Two reviewers (ZFF and ZS) identified articles eligible for further review by independently performing an initial screen of identified titles and abstracts independently. Studies were considered for inclusion if they met the following criteria: (1) they were a case–control study (including nested case-control studies); (2) they used preeclampsia as an end point; (3) they included only apparently healthy controls (i.e., people without known hypertension in pregnancy); (4) they included at least one of the three polymorphisms: G894T, T-786C, and VNTR 4b/a; and (5) they provided SNP genotype data and odds ratios (ORs) and corresponding 95% CIs. Studies were excluded if genotype frequency data in the controls demonstrated a departure from HWE. For the studies with overlapping data, only the most relevant articles with the largest dataset were included in the final analysis. Articles were retained when either of the two reviewers believed that they should be retained.
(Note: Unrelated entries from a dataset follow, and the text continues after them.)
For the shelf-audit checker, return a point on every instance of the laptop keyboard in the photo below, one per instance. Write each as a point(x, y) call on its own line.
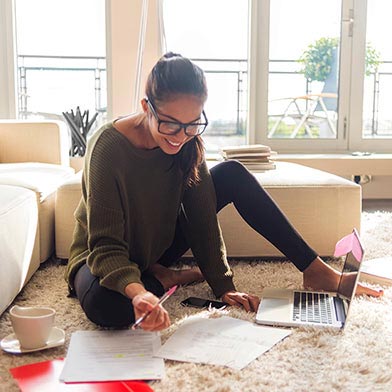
point(312, 307)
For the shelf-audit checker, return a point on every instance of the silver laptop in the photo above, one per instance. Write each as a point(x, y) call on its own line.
point(291, 308)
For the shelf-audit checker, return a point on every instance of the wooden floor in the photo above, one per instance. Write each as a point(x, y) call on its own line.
point(370, 205)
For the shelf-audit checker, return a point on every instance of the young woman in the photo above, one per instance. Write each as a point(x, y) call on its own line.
point(147, 196)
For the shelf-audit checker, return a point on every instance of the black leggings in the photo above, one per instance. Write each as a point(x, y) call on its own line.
point(233, 184)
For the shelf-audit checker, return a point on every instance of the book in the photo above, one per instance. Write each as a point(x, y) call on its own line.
point(377, 271)
point(256, 157)
point(44, 377)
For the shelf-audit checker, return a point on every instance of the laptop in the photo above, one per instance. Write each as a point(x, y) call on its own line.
point(294, 308)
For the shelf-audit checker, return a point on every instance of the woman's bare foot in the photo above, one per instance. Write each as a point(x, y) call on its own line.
point(169, 277)
point(320, 276)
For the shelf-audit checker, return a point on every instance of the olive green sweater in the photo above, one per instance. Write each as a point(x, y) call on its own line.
point(131, 202)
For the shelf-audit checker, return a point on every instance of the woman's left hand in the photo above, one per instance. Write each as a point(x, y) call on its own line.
point(248, 301)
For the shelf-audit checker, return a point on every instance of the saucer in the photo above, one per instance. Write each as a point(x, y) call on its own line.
point(11, 344)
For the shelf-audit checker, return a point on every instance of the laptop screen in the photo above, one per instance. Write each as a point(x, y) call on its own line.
point(350, 271)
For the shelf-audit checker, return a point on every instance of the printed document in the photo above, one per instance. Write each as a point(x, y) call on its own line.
point(113, 356)
point(224, 341)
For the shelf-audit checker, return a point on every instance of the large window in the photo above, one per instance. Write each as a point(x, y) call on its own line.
point(60, 56)
point(317, 72)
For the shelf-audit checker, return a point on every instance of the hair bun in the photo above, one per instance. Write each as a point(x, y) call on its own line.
point(170, 55)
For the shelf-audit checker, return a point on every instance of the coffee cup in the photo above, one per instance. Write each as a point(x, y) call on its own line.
point(32, 325)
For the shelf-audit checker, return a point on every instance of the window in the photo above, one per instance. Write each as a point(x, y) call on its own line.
point(60, 56)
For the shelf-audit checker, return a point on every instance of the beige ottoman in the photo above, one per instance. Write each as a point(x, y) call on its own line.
point(322, 207)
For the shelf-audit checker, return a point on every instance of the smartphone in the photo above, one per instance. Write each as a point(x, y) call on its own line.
point(203, 303)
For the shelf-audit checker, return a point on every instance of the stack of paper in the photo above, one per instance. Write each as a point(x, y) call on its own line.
point(113, 356)
point(223, 341)
point(256, 157)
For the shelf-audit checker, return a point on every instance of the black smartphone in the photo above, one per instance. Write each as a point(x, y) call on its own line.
point(203, 303)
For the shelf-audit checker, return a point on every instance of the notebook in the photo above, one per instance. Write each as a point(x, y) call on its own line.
point(293, 308)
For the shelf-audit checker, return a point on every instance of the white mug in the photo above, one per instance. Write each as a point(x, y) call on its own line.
point(32, 325)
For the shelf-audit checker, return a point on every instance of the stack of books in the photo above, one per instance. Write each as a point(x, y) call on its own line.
point(256, 157)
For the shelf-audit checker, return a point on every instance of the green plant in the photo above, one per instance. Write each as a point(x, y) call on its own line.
point(317, 59)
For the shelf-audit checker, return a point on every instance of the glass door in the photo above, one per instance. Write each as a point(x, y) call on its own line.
point(309, 48)
point(372, 132)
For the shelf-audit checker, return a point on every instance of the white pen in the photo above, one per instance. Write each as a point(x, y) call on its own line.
point(161, 301)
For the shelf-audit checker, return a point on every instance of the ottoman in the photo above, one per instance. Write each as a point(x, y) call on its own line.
point(322, 207)
point(19, 245)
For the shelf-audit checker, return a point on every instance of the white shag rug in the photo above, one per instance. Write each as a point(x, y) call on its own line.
point(359, 358)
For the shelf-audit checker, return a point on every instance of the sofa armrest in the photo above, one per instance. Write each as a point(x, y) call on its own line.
point(34, 141)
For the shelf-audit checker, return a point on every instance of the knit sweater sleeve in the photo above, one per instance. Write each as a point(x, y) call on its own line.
point(108, 256)
point(204, 234)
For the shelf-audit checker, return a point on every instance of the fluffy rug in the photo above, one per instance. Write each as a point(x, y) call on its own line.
point(356, 359)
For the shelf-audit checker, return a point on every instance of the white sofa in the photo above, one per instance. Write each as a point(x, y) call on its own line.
point(322, 207)
point(34, 161)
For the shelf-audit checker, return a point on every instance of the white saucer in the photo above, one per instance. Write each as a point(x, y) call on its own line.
point(11, 344)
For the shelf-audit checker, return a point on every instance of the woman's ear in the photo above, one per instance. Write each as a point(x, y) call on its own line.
point(144, 105)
Data extraction and quality assessment

Data were extracted by using a pilot-tested data extraction form. The following data were extracted: article title, the first author’s name, year of publication, country of the study performed, ethnicity of the study population (Caucasian, Asian, African, etc.), number of cases and controls, mean age and gestational age at delivery (GAD) of cases and controls, inclusion and exclusion criteria of the study population, source of controls, preeclampsia diagnosis criteria, genotyping method, and the numbers of cases and controls with different genotypes. The ORs and corresponding 95% CIs, after controlling for the minimal and the maximal adjusted number of covariates, were also abstracted.

The quality of each investigation was assessed by quality assessment criteria derived from a previously published meta-analysis of molecular association studies43. The quality scores of the studies ranged from 0 to 15, with 9 to 15 points indicating a high-quality study and 0 to 8 points indicating a low-quality one. The two reviewers (ZFF and ZS) independently extracted data and assessed the quality of each study, and any discrepancy was resolved through discussion between the two reviewers until a consensus was reached.

Statistical analysis

The departure of frequencies from expectation under HWE was assessed by chi-square goodness-of-fit tests in controls for each study. The strength of association between the three polymorphisms and preeclampsia risk was assessed by calculating ORs with the corresponding 95% CIs. We used the method proposed by Thakkinstian et al.38 to define the appropriate genetic model for each polymorphism. Briefly, three ORs were calculated for each polymorphism (G894T: OR1: TT vs. GG, OR2: GT vs. GG, OR3: TT vs. GT; T-786C: OR1: CC vs. TT, OR2: CT vs. TT, OR3: CC vs. CT; and VNTR 4b/a: OR1: aa vs. bb, OR2: ab vs. bb, OR3: aa vs. ab, respectively). Then, the most appropriate genetic model was determined by the above pair-wise differences: If OR1 = OR3 ≠ 1 and OR2 = 1, then a recessive model is suggested; If OR1 = OR2 ≠ 1 and OR3 = 1, then a dominant model is suggested; If OR2 = 1/OR3 ≠ 1 and OR1 = 1, then a complete overdominant model is suggested; If OR1 > OR2 > 1 and OR1 > OR3 > 1 (or OR1 < OR2 < 1 and OR1 < OR3 < 1), then a co-dominant model is suggested.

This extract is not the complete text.